Development info: For some reason the Juniper EXs don’t increment the denied counter OID and for some reason the HPs don’t accurately reflect detection status.
For HP e5406:
pethPsePortPowerDeniedCounter OBJECT-TYPE [1.3.6.1.2.1.105.1.1.1.12]
SYNTAX Counter32
MAX-ACCESS read-only
STATUS current
DESCRIPTION
"This counter is incremented when the PSE state diagram
enters the state POWER_DENIED." increments starting at 0, then 1, 2, 3 depending on how many times it’s unplugged and plugged in
REFERENCE
"IEEE Std 802.3af Section 30.9.1.1.8
aPSEPowerDeniedCounter"
::= { pethPsePortEntry 12 }
e.g. values:
POWER-ETHERNET-MIB::pethPsePortPowerDeniedCounter.6.142 = Counter32: 3
POWER-ETHERNET-MIB::pethPsePortPowerDeniedCounter.6.143 = Counter32: 0
POWER-ETHERNET-MIB::pethPsePortPowerDeniedCounter.6.144 = Counter32: 2
For Juniper EX:
pethPsePortDetectionStatus OBJECT-TYPE [1.3.6.1.2.1.105.1.1.1.6]
SYNTAX INTEGER {
disabled(1),
searching(2),
deliveringPower(3),
fault(4),
test(5),
otherFault(6) ”6” will tell us if a PD is being starved of power
}
Example values:
POWER-ETHERNET-MIB::pethPsePortDetectionStatus.1.32 = INTEGER: searching(2)

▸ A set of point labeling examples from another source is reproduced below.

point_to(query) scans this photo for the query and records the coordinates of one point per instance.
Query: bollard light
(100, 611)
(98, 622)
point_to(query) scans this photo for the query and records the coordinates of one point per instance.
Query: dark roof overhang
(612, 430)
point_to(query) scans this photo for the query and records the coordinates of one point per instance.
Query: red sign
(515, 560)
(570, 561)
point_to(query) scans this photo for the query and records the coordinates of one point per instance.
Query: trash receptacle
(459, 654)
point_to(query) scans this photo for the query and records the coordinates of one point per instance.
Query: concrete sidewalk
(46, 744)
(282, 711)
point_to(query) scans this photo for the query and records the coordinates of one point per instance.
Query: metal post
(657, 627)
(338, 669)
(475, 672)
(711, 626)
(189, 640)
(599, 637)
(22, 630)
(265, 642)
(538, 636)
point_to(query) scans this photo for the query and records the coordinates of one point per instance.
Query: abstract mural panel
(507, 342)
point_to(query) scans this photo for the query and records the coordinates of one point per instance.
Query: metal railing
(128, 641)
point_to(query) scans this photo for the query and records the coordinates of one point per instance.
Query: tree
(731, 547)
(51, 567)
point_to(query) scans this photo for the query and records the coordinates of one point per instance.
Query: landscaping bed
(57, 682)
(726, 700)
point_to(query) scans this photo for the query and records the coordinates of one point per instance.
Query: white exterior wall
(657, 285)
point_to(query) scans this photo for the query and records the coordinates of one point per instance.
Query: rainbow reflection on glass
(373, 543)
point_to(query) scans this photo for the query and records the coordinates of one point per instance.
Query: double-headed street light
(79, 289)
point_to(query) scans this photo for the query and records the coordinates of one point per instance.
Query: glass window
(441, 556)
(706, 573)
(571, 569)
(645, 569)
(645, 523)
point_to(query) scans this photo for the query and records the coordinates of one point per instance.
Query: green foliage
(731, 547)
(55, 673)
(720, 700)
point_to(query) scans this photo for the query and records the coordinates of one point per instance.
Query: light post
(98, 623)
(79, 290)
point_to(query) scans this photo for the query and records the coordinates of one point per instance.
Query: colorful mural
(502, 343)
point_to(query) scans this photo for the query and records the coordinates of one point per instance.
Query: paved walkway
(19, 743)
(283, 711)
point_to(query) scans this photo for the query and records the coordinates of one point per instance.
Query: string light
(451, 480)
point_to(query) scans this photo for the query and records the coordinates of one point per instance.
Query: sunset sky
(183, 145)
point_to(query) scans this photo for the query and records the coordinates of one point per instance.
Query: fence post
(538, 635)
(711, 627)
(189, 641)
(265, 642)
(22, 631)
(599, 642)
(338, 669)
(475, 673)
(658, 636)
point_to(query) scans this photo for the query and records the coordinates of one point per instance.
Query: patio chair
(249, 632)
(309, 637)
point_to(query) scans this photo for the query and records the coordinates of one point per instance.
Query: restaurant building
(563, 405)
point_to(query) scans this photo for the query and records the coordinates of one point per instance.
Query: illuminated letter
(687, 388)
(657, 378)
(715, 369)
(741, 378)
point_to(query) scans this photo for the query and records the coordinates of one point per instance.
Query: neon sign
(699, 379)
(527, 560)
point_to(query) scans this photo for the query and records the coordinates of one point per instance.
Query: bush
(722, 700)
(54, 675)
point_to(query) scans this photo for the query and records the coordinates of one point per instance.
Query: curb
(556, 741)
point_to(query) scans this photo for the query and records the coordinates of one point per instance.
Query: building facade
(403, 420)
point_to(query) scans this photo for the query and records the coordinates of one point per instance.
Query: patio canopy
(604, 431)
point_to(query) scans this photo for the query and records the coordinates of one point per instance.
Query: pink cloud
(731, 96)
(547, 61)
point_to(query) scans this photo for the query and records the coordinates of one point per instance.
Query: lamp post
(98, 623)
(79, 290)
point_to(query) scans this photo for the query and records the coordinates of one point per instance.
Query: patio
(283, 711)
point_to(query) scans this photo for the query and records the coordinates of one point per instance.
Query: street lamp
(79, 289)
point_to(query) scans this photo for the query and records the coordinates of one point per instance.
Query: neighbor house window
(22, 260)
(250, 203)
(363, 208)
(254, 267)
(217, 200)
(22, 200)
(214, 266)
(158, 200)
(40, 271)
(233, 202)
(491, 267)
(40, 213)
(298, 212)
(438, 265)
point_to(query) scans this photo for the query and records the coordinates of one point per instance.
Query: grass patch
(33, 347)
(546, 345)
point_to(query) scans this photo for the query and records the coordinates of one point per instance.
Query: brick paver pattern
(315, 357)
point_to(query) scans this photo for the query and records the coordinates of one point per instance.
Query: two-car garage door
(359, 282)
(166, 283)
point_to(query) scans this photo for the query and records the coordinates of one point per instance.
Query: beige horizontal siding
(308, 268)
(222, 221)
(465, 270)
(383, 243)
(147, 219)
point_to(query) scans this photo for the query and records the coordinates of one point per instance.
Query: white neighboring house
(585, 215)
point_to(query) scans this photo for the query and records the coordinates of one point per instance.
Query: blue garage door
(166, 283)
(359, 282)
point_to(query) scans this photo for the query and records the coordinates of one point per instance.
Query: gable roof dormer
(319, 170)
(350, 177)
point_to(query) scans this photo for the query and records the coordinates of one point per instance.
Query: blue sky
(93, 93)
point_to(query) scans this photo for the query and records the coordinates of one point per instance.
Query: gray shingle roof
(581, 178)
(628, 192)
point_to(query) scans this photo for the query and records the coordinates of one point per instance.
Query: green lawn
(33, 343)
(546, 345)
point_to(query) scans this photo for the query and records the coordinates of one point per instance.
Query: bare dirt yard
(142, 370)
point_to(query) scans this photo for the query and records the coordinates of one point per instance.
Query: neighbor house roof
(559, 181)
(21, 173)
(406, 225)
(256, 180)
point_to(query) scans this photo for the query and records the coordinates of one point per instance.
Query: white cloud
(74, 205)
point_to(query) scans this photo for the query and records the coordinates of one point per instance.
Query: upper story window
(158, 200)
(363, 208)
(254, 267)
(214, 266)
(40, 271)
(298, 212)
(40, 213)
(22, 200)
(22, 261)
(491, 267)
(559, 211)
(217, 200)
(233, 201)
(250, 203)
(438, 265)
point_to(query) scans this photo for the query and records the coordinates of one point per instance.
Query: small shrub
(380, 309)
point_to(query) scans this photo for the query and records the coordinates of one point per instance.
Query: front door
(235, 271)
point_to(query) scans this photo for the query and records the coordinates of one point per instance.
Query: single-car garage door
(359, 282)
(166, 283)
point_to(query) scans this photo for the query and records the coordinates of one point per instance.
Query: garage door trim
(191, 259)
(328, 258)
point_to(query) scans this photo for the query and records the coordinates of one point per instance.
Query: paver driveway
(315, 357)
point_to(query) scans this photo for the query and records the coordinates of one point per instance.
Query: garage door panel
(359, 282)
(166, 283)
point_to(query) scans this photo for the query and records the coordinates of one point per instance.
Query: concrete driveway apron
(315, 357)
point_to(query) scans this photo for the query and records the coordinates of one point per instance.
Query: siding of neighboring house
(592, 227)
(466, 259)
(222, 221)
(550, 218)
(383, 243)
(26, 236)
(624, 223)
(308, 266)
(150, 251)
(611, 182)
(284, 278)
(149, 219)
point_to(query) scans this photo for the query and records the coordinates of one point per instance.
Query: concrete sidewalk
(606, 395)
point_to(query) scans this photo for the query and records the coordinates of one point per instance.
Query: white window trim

POWER-ETHERNET-MIB::pethPsePortDetectionStatus.1.33 = INTEGER: searching(2)
POWER-ETHERNET-MIB::pethPsePortDetectionStatus.1.34 = INTEGER: searching(2)
POWER-ETHERNET-MIB::pethPsePortDetectionStatus.1.35 = INTEGER: otherFault(6)
POWER-ETHERNET-MIB::pethPsePortDetectionStatus.1.36 = INTEGER: searching(2)
POWER-ETHERNET-MIB::pethPsePortDetectionStatus.1.37 = INTEGER: otherFault(6)
A POE budget gauge would be awesome!
We use POE for many devices, this stat would be beneficial
I've got a poller for Catalyst 4500's that may provide the budget you're looking for: Cisco Catalyst 4500 PoE pollers
been a LONG time bump :-)
monthly bump.....
keeping it going bump
Hump Day Bump
Bump!
back from vacation BUMP!!
Coming up on six years....bump?
It sure seems like simply enabling traps on the switches would provide you the POE info you seek.
I wouldn't say "no" to POE graphics on NPM Nodes, either.
Sure, a person can build a job that issues a "show power inline" command, or even a "show int count err" and learn a ton of great info, but it would be convenient to see these types of things in UDT as long as a person is looking at a device they've searched for and found in UDT.
In my environment we run POE off switchports to VoIP phones, and PC's or TC's off those phones' internal mini switch ports.
How do you envision benefits that would help you do your jobs better if you saw POE info in UDT? What would it tell you, how would it reduce MTTI or troubleshooting time? (Maybe I can benefit from your thought process and get better info . . . or maybe I can help you find an alternative that may work for you until UDT does what you need.)
traps only work when a device is added. I'm looking for information similar to vlan info on the interface. UDT simply lets me know int g2/0/22 is in vlan 230.
I would like to see a POE column that says the watts provided. This would mostly be 0 or null, and when there is a WAP or phone it could simply state the watts provided.
Bumping from the grave. The OID 1.3.6.1.2.1.105.1.1.1.6 is confirmed working on the following models:
2960X-48FPS-L
2960CX-8PC-L
3560CX-12PC-S
3560CG-8PC-S
3560-G48PS
4503-E
4506-E
The OID description fails to mention that a value of '4' means you have a PoE controller failure for that port.